При мысли о том, что его толстые пальцы прикоснутся к моему телу, что его плоть проникнет в мою, и его семя оплодотворит мое лоно, меня охватывал ужас. Я старалась не думать об этом.
Страшно было представить, что я буду рожать детей, похожих на этого мужчину со столь отталкивающей внешностью, и что его душа сольется с моей.
Но хуже всего было то, что я не решалась ни с кем поделиться и малой толикой своих мыслей, своих страхов, переполнявшего меня отвращения, и в сердце моем постоянно тлела тоска.
Отец мой, мать и брат ожидали дня моей свадьбы с волнением и радостью, ведь в этот день должны были стать еще более очевидными знатность и связи нашей семьи, укрепиться ее репутация.
Вся Ветилуя только и говорила о том, как торопится, вникая тем не менее во все мелочи, Манассия с постройкой великолепных покоев, которые должны были стать нашим общим домом.
И те, кто их видел, и те, кто только слышал от строивших и украшавших наш дом, как он будет выглядеть изнутри, пересказывали друг другу подробности и добавляли при этом, что дом похож на королевский дворец и что счастлива будет женщина, которая станет его хозяйкой.

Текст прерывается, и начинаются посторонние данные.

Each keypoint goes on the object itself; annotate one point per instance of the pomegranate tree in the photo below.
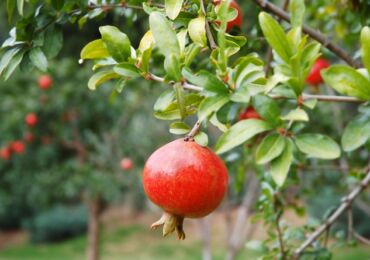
(185, 180)
(314, 78)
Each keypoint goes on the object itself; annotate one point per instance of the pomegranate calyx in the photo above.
(170, 223)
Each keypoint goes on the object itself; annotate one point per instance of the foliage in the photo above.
(213, 75)
(58, 223)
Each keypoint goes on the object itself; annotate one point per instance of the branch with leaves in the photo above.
(343, 207)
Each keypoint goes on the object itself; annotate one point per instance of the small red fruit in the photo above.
(238, 20)
(314, 77)
(28, 137)
(249, 113)
(45, 82)
(126, 164)
(17, 147)
(5, 153)
(185, 180)
(31, 119)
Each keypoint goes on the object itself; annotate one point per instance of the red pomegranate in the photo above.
(17, 147)
(249, 113)
(238, 20)
(28, 137)
(185, 180)
(31, 119)
(45, 82)
(126, 164)
(314, 77)
(5, 153)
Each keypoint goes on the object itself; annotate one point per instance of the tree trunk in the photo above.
(95, 210)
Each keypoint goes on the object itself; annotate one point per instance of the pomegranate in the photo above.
(31, 119)
(126, 164)
(45, 82)
(28, 137)
(249, 113)
(238, 20)
(185, 180)
(5, 153)
(17, 147)
(314, 77)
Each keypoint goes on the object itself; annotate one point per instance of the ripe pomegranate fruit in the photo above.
(314, 77)
(17, 147)
(249, 113)
(45, 82)
(126, 164)
(185, 180)
(28, 137)
(238, 20)
(31, 119)
(5, 153)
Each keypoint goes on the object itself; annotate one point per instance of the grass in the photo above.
(136, 242)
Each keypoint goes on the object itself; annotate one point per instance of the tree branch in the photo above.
(326, 98)
(210, 38)
(344, 206)
(336, 49)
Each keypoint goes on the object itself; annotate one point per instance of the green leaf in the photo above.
(173, 8)
(180, 99)
(267, 108)
(197, 31)
(172, 67)
(164, 100)
(120, 84)
(210, 105)
(20, 4)
(297, 9)
(53, 42)
(117, 43)
(210, 83)
(201, 138)
(13, 64)
(281, 165)
(7, 57)
(240, 133)
(347, 81)
(10, 6)
(297, 114)
(318, 146)
(127, 70)
(356, 134)
(275, 36)
(179, 128)
(164, 35)
(270, 148)
(38, 59)
(94, 50)
(100, 77)
(365, 47)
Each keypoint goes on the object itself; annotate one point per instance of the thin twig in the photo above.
(280, 235)
(346, 203)
(350, 229)
(326, 98)
(269, 54)
(362, 239)
(210, 38)
(193, 131)
(336, 49)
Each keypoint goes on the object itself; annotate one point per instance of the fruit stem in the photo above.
(170, 223)
(193, 131)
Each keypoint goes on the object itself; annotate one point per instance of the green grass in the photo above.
(136, 242)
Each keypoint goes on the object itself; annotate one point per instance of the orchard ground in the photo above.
(127, 236)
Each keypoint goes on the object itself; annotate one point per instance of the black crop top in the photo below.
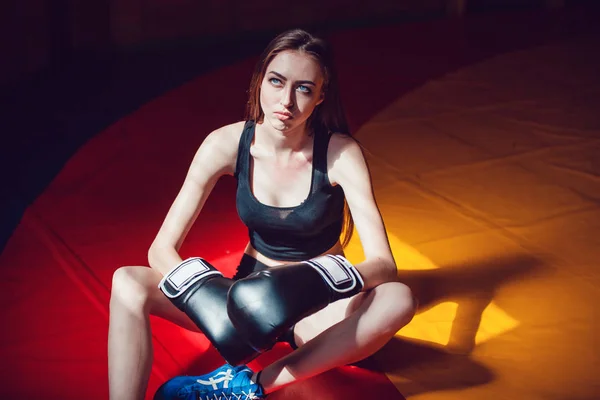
(291, 233)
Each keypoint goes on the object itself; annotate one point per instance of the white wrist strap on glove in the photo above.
(184, 275)
(338, 272)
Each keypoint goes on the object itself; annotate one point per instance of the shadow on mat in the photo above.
(417, 366)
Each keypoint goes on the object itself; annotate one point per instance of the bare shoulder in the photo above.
(220, 147)
(226, 137)
(344, 158)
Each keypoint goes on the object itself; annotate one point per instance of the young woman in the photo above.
(300, 177)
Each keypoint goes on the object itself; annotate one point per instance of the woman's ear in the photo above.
(321, 98)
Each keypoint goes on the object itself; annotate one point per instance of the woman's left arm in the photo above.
(347, 167)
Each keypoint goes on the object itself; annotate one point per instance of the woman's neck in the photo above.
(279, 142)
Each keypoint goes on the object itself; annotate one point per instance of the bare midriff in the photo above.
(252, 252)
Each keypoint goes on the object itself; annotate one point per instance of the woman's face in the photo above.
(290, 90)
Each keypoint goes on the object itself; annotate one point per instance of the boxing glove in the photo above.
(265, 304)
(200, 290)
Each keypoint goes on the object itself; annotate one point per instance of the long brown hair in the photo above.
(327, 117)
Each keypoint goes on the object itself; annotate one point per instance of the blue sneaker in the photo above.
(225, 383)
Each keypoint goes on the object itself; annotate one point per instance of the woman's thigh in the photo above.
(134, 285)
(315, 324)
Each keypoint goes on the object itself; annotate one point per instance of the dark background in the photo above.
(70, 68)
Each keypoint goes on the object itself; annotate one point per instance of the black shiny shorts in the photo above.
(248, 265)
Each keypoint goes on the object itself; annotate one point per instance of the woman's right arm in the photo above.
(215, 157)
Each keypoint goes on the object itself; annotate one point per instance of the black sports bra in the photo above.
(291, 233)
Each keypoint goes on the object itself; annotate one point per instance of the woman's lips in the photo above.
(282, 116)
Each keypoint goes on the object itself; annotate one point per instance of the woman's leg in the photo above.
(134, 296)
(342, 333)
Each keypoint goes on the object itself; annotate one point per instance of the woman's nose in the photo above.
(287, 97)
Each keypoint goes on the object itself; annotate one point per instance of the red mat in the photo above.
(106, 205)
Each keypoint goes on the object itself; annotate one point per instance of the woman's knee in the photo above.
(132, 286)
(395, 304)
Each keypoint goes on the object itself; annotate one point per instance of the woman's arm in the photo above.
(348, 168)
(215, 157)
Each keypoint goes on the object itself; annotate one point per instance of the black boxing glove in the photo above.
(265, 304)
(200, 290)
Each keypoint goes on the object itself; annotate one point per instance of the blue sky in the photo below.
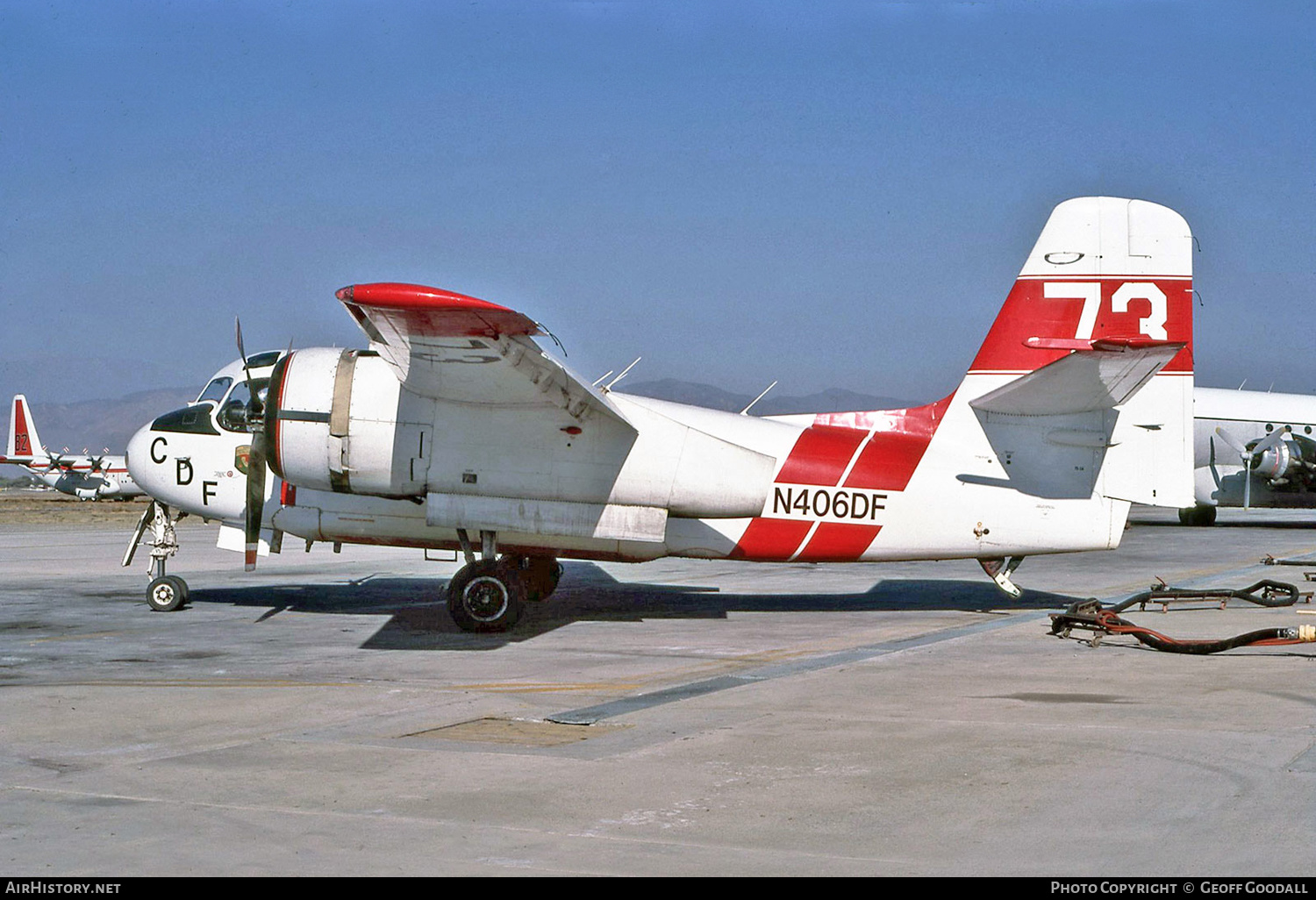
(826, 194)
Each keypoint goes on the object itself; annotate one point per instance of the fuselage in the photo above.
(839, 487)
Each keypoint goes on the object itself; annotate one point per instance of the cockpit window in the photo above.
(233, 413)
(215, 389)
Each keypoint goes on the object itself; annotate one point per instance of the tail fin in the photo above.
(24, 442)
(1097, 336)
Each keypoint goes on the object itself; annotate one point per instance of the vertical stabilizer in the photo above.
(1091, 357)
(24, 442)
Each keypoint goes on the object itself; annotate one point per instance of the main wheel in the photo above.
(166, 594)
(486, 596)
(1200, 515)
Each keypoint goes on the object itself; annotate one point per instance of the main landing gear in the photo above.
(165, 592)
(490, 594)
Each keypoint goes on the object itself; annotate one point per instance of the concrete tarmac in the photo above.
(323, 716)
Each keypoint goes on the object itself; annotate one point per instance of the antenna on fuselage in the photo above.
(608, 386)
(745, 411)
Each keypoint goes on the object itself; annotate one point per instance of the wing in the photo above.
(449, 346)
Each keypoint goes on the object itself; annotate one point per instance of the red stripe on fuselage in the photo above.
(771, 539)
(820, 455)
(891, 454)
(839, 542)
(884, 447)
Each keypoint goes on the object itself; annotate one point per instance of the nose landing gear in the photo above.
(165, 592)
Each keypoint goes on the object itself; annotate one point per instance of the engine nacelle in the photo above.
(1290, 465)
(339, 420)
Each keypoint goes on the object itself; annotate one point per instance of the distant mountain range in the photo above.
(97, 424)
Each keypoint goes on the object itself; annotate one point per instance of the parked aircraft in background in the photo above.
(1252, 450)
(84, 475)
(457, 431)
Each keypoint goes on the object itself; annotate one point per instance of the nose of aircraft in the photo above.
(139, 465)
(183, 461)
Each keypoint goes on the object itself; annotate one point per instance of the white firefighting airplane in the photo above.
(455, 431)
(1252, 450)
(83, 475)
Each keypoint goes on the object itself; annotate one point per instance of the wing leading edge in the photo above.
(450, 346)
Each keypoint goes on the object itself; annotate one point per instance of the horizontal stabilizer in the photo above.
(1100, 376)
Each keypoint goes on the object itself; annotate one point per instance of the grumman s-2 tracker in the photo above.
(454, 429)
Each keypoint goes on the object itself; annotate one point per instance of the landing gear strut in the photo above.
(490, 594)
(165, 592)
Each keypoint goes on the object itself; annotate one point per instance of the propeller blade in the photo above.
(1247, 484)
(1271, 441)
(255, 496)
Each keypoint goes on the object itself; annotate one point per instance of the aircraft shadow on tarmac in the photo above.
(418, 618)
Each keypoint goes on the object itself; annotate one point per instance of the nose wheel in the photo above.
(165, 592)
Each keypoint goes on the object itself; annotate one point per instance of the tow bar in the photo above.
(1091, 616)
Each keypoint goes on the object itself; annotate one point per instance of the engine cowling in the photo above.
(339, 420)
(1291, 462)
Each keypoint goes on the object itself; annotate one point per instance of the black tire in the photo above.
(486, 596)
(166, 594)
(1199, 516)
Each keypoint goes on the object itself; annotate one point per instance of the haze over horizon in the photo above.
(826, 195)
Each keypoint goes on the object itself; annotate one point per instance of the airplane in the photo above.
(84, 475)
(455, 431)
(1252, 450)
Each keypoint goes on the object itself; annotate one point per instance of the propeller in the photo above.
(1250, 457)
(255, 465)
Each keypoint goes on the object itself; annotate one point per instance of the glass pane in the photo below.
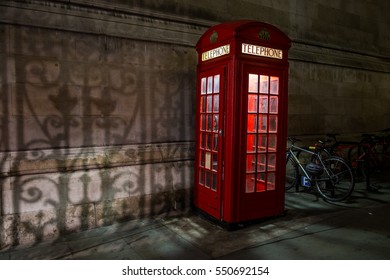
(250, 183)
(271, 163)
(251, 143)
(208, 179)
(209, 122)
(203, 104)
(253, 83)
(264, 84)
(260, 182)
(202, 140)
(273, 106)
(252, 103)
(263, 104)
(207, 163)
(215, 123)
(208, 144)
(216, 103)
(216, 83)
(210, 84)
(201, 177)
(274, 85)
(273, 123)
(203, 86)
(263, 123)
(252, 122)
(262, 146)
(250, 163)
(271, 181)
(203, 122)
(209, 103)
(272, 143)
(202, 159)
(214, 184)
(215, 162)
(261, 162)
(215, 142)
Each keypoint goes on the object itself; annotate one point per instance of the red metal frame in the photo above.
(234, 51)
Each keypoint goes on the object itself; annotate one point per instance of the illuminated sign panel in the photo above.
(262, 51)
(217, 52)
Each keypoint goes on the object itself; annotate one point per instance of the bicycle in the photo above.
(370, 155)
(331, 176)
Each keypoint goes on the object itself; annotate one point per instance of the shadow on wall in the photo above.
(76, 112)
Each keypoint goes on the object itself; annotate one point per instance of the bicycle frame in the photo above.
(296, 160)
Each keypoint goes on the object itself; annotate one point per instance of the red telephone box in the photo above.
(241, 120)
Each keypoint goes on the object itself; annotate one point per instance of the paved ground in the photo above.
(312, 229)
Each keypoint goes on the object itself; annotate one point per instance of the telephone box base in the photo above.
(238, 225)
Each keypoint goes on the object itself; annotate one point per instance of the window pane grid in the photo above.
(209, 127)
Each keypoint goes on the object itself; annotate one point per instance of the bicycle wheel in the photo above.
(292, 173)
(336, 182)
(361, 163)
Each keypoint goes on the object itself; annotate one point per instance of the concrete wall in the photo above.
(97, 99)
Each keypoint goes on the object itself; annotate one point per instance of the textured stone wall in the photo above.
(97, 99)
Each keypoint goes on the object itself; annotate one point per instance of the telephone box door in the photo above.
(209, 143)
(263, 92)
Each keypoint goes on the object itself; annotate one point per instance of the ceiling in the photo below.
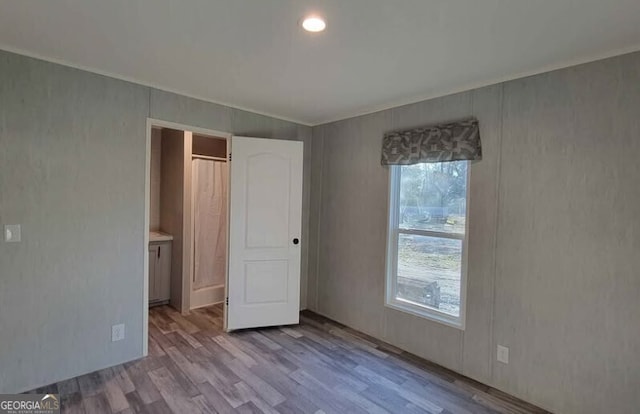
(375, 54)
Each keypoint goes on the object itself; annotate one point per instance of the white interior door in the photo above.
(264, 233)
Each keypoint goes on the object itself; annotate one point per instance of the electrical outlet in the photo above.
(503, 354)
(117, 332)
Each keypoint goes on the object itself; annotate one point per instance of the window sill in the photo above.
(426, 313)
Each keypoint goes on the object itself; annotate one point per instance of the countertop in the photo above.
(157, 236)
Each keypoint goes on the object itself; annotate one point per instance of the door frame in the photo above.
(151, 122)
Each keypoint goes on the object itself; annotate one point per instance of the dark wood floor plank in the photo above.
(318, 367)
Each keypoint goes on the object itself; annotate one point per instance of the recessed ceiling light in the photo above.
(313, 24)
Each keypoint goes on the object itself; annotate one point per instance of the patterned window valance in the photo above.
(438, 143)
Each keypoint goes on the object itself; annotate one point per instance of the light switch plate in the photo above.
(503, 354)
(12, 233)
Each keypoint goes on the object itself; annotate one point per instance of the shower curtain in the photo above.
(209, 189)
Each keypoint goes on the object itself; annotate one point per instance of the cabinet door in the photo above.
(154, 251)
(163, 271)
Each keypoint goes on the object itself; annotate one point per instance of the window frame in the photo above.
(393, 233)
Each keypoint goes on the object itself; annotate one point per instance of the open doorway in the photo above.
(186, 217)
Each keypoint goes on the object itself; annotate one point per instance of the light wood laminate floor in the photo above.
(319, 366)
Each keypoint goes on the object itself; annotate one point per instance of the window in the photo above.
(426, 259)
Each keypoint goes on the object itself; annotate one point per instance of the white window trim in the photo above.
(393, 232)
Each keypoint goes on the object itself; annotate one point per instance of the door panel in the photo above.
(266, 213)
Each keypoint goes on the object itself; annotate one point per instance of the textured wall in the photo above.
(72, 172)
(553, 238)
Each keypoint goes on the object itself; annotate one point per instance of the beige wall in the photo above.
(553, 238)
(72, 172)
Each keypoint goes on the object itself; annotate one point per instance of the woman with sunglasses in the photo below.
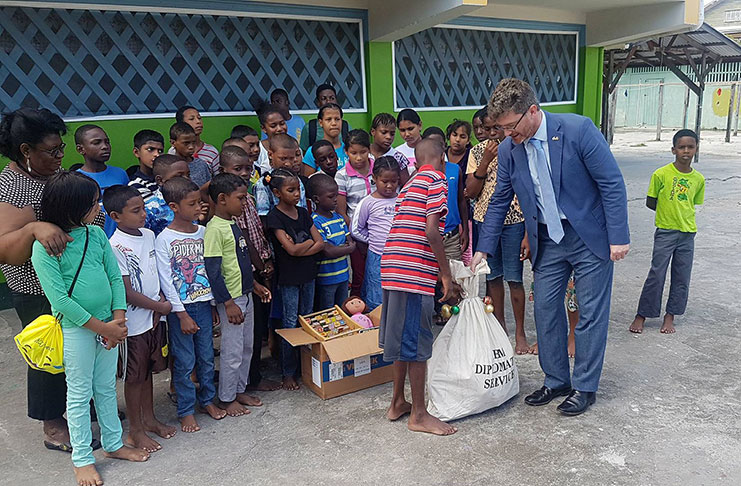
(31, 140)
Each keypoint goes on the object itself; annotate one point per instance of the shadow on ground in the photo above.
(668, 411)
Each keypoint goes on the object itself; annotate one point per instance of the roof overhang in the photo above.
(390, 20)
(680, 49)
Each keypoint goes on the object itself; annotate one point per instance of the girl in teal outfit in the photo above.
(92, 318)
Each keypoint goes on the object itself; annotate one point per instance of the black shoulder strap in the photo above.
(345, 130)
(82, 260)
(312, 132)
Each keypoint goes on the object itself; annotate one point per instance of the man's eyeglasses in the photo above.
(512, 127)
(55, 152)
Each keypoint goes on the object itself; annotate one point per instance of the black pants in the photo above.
(262, 316)
(47, 393)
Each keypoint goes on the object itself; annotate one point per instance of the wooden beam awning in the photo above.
(701, 49)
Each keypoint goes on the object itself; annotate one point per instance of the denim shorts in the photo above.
(505, 261)
(371, 291)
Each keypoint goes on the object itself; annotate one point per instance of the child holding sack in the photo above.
(412, 259)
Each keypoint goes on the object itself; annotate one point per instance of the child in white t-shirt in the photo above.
(145, 349)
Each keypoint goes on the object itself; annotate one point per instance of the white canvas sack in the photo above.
(472, 368)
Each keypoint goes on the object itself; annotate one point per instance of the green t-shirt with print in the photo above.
(677, 193)
(224, 243)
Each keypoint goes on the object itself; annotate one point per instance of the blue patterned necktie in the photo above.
(550, 213)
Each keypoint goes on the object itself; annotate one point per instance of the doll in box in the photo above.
(354, 307)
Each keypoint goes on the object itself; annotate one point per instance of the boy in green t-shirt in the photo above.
(229, 270)
(674, 191)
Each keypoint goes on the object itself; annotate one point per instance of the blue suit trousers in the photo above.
(593, 282)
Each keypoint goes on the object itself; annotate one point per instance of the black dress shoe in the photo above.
(577, 403)
(545, 395)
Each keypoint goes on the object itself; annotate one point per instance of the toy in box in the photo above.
(329, 324)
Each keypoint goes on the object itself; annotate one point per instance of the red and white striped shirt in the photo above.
(408, 263)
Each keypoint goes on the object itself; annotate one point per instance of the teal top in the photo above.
(99, 289)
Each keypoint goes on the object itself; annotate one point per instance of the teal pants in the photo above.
(91, 373)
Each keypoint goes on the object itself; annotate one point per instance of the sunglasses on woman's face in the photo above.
(54, 152)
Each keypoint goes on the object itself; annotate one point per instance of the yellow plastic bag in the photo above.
(41, 344)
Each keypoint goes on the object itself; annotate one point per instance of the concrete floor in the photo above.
(668, 411)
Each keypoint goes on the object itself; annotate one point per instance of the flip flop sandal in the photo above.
(67, 447)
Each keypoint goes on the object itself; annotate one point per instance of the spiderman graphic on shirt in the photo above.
(189, 269)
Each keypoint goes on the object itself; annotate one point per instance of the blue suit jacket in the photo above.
(586, 179)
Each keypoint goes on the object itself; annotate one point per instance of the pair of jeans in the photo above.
(236, 349)
(297, 299)
(678, 248)
(47, 393)
(593, 283)
(90, 369)
(372, 294)
(191, 351)
(332, 294)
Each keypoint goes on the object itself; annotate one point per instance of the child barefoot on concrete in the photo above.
(133, 246)
(182, 271)
(674, 192)
(85, 289)
(413, 257)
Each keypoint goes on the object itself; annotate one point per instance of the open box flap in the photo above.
(375, 316)
(297, 336)
(351, 347)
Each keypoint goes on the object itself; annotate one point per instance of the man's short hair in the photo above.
(282, 141)
(115, 198)
(511, 95)
(180, 128)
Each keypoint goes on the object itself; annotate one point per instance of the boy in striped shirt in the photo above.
(334, 275)
(413, 257)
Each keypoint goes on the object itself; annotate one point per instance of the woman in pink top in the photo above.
(410, 129)
(204, 151)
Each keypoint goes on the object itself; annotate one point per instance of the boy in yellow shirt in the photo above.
(674, 191)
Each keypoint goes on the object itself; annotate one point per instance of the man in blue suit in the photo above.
(573, 197)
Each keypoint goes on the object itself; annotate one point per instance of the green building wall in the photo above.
(379, 88)
(379, 74)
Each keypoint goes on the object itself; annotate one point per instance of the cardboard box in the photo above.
(340, 366)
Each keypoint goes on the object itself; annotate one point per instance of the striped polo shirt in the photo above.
(333, 230)
(408, 263)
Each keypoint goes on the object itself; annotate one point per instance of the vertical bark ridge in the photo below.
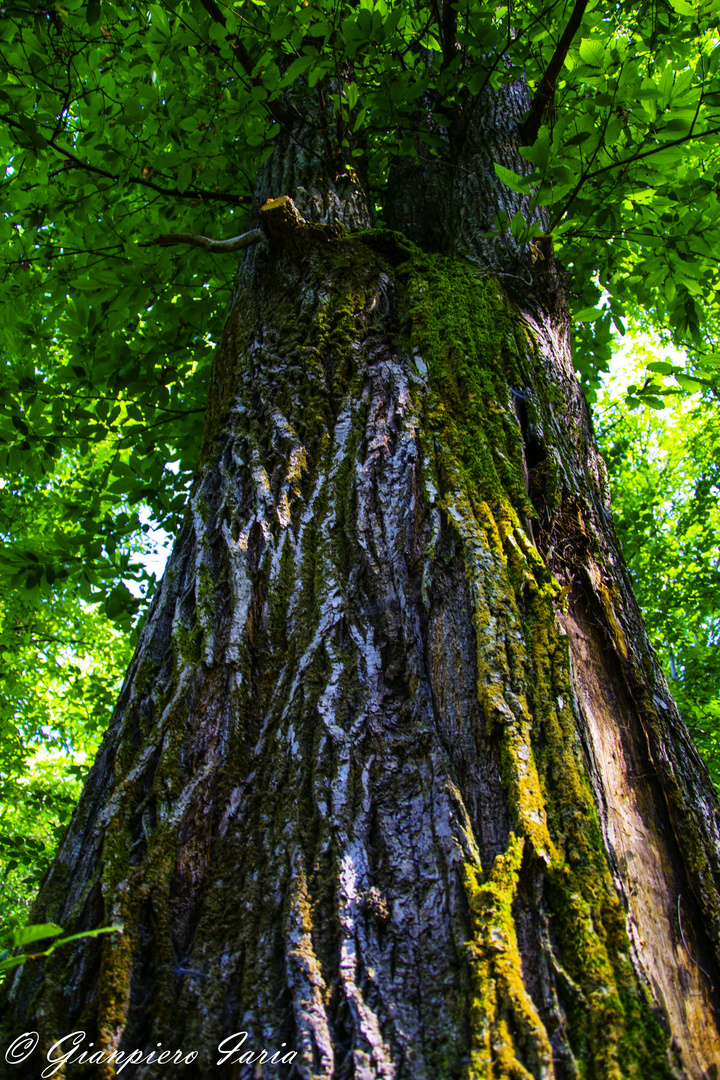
(344, 804)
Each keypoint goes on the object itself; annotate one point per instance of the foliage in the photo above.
(123, 121)
(665, 471)
(27, 935)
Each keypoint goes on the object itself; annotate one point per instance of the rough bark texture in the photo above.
(395, 779)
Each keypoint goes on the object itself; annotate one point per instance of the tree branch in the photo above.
(545, 91)
(215, 246)
(627, 161)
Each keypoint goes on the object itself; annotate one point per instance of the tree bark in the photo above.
(395, 784)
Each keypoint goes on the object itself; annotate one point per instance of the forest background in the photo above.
(95, 458)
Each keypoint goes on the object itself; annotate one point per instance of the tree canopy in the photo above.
(123, 122)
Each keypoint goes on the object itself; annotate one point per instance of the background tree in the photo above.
(394, 777)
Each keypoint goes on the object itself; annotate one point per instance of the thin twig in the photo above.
(216, 246)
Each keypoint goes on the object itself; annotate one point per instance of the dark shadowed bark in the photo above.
(395, 783)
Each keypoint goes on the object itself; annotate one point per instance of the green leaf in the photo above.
(352, 93)
(27, 934)
(661, 367)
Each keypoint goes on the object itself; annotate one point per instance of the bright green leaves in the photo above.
(592, 52)
(44, 933)
(665, 473)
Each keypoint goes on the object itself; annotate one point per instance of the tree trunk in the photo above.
(395, 784)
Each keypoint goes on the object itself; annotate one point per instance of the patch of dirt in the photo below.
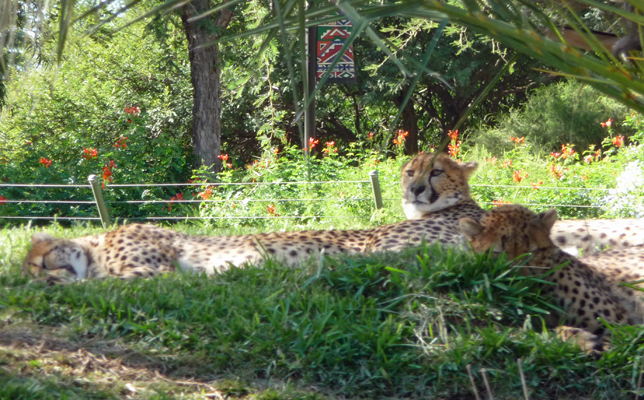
(106, 365)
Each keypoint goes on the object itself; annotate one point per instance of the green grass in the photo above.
(391, 325)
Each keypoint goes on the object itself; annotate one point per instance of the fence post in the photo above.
(100, 203)
(375, 185)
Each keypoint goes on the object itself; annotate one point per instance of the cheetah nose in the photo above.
(416, 190)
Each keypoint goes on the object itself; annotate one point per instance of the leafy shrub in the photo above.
(566, 112)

О Господи, ты свидетель, что в те дни я была бы гораздо счастливее, если бы простой пастух, но кроткого нрава и с лицом добрым и спокойным, ввел меня в свою хижину, и я служила бы ему охотнее и чувствовала себя в роли пастушки лучше, чем в роли хозяйки дома Манассии.
Тогда я поняла, что люди, завидуя другим, сами того не зная, часто завидуют чужому горю.
Поняла я и то, что завидовать бессмысленно, потому что у каждой вещи, кроме привлекательной стороны, всегда есть изнанка, недоступная поверхностному взгляду и часто неприглядная, порождающая беду.
Не буду больше описывать дни жуткого страха и тягостных ощущений, которые предшествовали свадьбе. Не буду писать и о свадьбе, восхитившей весь город, о знатных гостях, которые своим присутствием оказали честь моей семье и семье Манассии, о подарках и яствах, приготовленных поварами из дальних стран. Я не притронулась к этим блюдам, как не в состоянии была и оценить затуманенным взглядом украшения с драгоценными камнями и прочие подарки. Все это промелькнуло как страшный сон, от которого в памяти осталась только первая ночь, когда я перестала быть девственницей.